Note: you can use the same patterns for the dreaded dates :)

const getCurrentDate = () => 
	process.env.TEST_ENV ? new Date(1616667648490) : new Date()

As for a bonus, let's take a look at the ultimate problem in randomness - random number generator.

I will use a real-life example since it's sufficiently small to be useful without introducing unnecessary details. We needed to have a function that would generate a number between 0 and 10. We used that to introduce a randomized delay for processing data (let's say we got a batch with hundreds of files every 30 minutes, so we would push them for processing in a queue with a randomized delay, so our system would not have to worry about huge spikes). The function was simple enough:

const getRandomNumberBetweenZeroAndTen = (): number => {
  const minVal = 1
  const maxVal = 10
  return Math.floor(Math.random() * (maxVal - minVal)) + minVal
}

And the test even simpler:

expect(getRandomNumberBetweenZeroAndTen()).not.toEqual(getRandomNumberBetweenZeroAndTen())
expect(getRandomNumberBetweenZeroAndTen() >= 0).toEqual(true)
expect(getRandomNumberBetweenZeroAndTen() <= 10).toEqual(true)

Our developer went to sleep smiling about his well done job and smart algorithm.

The problem started very soon, because his test would randomly fail with:

expect(received).not.toEqual(expected) // deep equality

Expected: not 3

As you probably guessed by now, there is a 1 in 10 chance that the two random executions of this function will result in the same number (not necessairly 3..). This is not really acceptable - and if you had 10 tests with a random chance of 10% failure then virtually all your builds will start failing, which will bring the development efforts to a halt.

So the solution is similar to our first example. We have to realize that the part we are testing is not the built-in NodeJS number generator - let's leave the NodeJS folks to take care of that. We want to verify our logic.
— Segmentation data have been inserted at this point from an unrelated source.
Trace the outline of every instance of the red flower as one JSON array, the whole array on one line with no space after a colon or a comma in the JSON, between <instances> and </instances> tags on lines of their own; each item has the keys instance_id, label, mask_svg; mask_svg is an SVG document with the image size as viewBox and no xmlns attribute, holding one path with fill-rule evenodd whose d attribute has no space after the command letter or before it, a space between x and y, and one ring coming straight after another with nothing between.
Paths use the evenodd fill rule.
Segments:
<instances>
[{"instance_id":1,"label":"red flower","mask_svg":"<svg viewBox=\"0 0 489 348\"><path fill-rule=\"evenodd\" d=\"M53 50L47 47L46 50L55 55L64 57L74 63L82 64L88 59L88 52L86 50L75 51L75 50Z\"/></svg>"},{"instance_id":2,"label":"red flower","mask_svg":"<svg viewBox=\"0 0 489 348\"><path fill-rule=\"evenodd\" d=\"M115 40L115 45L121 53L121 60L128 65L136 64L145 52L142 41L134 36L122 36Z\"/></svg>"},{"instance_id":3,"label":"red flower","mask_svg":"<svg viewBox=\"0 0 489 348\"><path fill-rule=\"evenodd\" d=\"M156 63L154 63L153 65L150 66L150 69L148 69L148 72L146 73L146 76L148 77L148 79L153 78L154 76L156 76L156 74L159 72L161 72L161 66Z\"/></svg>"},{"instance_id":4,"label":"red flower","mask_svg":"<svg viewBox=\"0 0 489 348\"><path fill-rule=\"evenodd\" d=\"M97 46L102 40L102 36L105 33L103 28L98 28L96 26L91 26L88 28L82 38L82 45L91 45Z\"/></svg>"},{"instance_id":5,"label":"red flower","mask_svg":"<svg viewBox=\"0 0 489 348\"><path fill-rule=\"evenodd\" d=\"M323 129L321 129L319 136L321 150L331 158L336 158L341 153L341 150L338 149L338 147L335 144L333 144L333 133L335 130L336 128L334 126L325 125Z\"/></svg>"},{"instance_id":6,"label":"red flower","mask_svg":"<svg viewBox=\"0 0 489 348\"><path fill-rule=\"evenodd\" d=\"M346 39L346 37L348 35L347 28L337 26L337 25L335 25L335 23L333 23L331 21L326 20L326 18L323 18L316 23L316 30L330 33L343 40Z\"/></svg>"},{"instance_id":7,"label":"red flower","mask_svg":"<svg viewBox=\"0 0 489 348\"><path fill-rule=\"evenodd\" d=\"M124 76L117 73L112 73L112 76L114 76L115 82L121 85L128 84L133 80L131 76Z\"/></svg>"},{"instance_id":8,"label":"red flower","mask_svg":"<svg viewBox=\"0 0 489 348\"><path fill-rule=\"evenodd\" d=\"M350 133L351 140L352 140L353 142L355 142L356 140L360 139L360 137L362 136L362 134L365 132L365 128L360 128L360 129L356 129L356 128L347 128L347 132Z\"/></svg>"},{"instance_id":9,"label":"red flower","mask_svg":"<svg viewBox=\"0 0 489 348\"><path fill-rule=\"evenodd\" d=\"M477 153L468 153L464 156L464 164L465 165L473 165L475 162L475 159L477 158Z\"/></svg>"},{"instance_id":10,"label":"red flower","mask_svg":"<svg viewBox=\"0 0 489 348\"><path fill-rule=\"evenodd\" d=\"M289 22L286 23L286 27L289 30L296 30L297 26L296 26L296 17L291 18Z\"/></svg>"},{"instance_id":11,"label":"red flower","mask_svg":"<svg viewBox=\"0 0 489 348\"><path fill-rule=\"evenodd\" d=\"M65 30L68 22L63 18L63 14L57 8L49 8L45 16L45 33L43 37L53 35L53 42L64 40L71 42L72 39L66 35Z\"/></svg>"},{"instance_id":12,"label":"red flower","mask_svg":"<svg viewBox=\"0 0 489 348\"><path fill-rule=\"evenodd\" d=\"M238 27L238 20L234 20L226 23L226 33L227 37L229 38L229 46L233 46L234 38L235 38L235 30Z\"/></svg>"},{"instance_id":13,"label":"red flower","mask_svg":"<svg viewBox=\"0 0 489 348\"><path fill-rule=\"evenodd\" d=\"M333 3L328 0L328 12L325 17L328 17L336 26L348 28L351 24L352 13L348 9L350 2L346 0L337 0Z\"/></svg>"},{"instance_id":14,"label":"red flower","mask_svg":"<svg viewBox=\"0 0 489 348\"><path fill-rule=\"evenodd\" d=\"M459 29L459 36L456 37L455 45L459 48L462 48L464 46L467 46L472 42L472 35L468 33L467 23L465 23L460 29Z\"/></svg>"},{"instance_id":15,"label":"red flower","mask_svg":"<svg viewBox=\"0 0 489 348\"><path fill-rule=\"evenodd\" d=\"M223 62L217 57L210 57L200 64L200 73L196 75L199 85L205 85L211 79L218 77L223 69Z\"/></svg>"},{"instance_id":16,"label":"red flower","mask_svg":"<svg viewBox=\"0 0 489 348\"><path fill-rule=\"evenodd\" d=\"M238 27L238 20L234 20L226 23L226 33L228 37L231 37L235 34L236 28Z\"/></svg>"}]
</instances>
To do that - let's take the random number as an optional argument.

const getRandomNumberBetweenZeroAndTen = (
  randomNumber = Math.random()
): number => {
  const minVal = 1
  const maxVal = 10
  return Math.floor(randomNumber * (maxVal - minVal)) + minVal
}

And now we can test it nicely:

test(`returns a number between 1 and 10 
proportionally based on the passed randomNumber that is between 0 and 1`, () => {
  expect(getRandomNumberBetweenZeroAndTen(1)).toEqual(10)
  expect(getRandomNumberBetweenZeroAndTen(0)).toEqual(1)
  expect(getRandomNumberBetweenZeroAndTen(0.5)).toEqual(5)
  expect(getRandomNumberBetweenZeroAndTen(0.15)).toEqual(2)
})

As a side-note and taking another step back to our initial example, in many cases it would be a better idea to just use lodash random, and possibly wrap it as well

export const random = (lower, upper) =>
  process.env.TEST_ENV ? lower : _.random(lower, upper);

For example - If you are dealing with a tiny lambda function without any external dependencies (outside the provided by AWS aws-sdk), it might be easier/faster to write some of those helpers yourself and not worry about external dependencies. I'd argue this is rarely the case, and it's almost always better to use the standard nodejs ecosystem tooling. Nonetheless, you might end up in situations where you won't be able to escape from Math.random function, and I hope the patterns from this article will help you to deal with them.